EVEN a child can frighten a grown-up. The boy or the girl just has to jump from behind a wall shouting ‘boo’ and the unsuspecting you will most likely be startled. So it would be technically wrong to say ‘Drona 2010’, Shaji Kailas’s first foray into the realm of the supernatural, fails to scare. It does, in a childish way.
A true horror film follows you out of the theatre; it is a relentless stalker. Its shadows shatter one’s sense of wellbeing.
There are stories of how Americans stopped using the bathtub after watching Alfred Hitchcock’s ‘Psycho’.
In that sense, there is no harm in watching ‘Drona 2010’.

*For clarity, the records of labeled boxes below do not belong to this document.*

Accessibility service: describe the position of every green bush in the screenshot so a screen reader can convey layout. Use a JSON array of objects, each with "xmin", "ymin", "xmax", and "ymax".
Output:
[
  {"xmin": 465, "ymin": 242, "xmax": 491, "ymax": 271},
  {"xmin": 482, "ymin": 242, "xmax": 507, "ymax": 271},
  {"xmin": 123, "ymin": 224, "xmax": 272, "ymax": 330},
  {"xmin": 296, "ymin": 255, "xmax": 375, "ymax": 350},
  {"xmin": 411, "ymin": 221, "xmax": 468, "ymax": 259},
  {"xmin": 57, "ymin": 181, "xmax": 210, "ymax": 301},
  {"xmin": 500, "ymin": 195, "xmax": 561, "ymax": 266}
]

The only feeling it might induce is anger, not because it tries to frighten unnecessarily, but because of its sheer lack of ingenuity. Shaji Kailas and writer A K Sajan are no greenhorns whose unthinking ways could be glossed over with an indulgent smile that says “boys, next time be more thoughtful.” They are veterans whose follies could embarrass those who hold them in a certain regard.
Shaji, though he always seemed to possess the philosophical depth of a local thug, is a kind of filmmaker who could give his frames an impressive technical polish. A K Sajan too has written some decent thrillers, the notable recent ones being ‘Chinthamani Kola case’ and ‘Nadiya Kollappetta Raathri.’ The reasoning used in ‘Drona’ to define the supernatural in earthly terms is murky; at the very least, unformed. It feels as if Shaji Kailas, while in the process of making ‘Drona’, developed a kind of multiplepersonality disorder which made one part of him blindly believe in the existence of spirits, another part repulse these very spirits using uncommon sense and yet another part in completely in awe of the superstar. The result was a film that looked thoroughly deranged, in a funny sort of way. But this is not to deny the flashes of brilliance that appear in the film, rarely than even the elusive ghost that at times passes as a blur along the background: the sudden top shot of a girl running into the woods seen at a distance; a moving shadow that falls on the people inside a haunted house; another top shot of the elements growing restless over a deserted market in the dead of the night. These shots are adequately eerie, very cinematic. But these add up to nothing; two or three lighted bulbs do not make a festival of lights.
‘Drona’ takes us to the climax through innumerable ‘false leads’. A false lead is used in crime stories to throw the viewer off scent, to keep his suspicion directed towards everyone else other than the real culprit, so that when the final revelation is made it comes as a knock-down surprise. A clever false lead will not look out of place on second viewing. If the viewer understood it differently while watching the sequence the first time it was because he was under the hypnotic spell of the filmmaker. Most of the ‘false leads’ in ‘Drona’ cannot be accounted for by any amount of logic.
Once the film is over, they look even more preposterous. The final showdown in ‘Drona’ brought to mind, for no particular reason but perhaps for the kind of stupor it had once induced, the infinitely stretched war sequence in Ramanand Saagar’s ‘Ramayana’ where arrows and all sorts of strange weapons keep flying and flying and flying and never meet.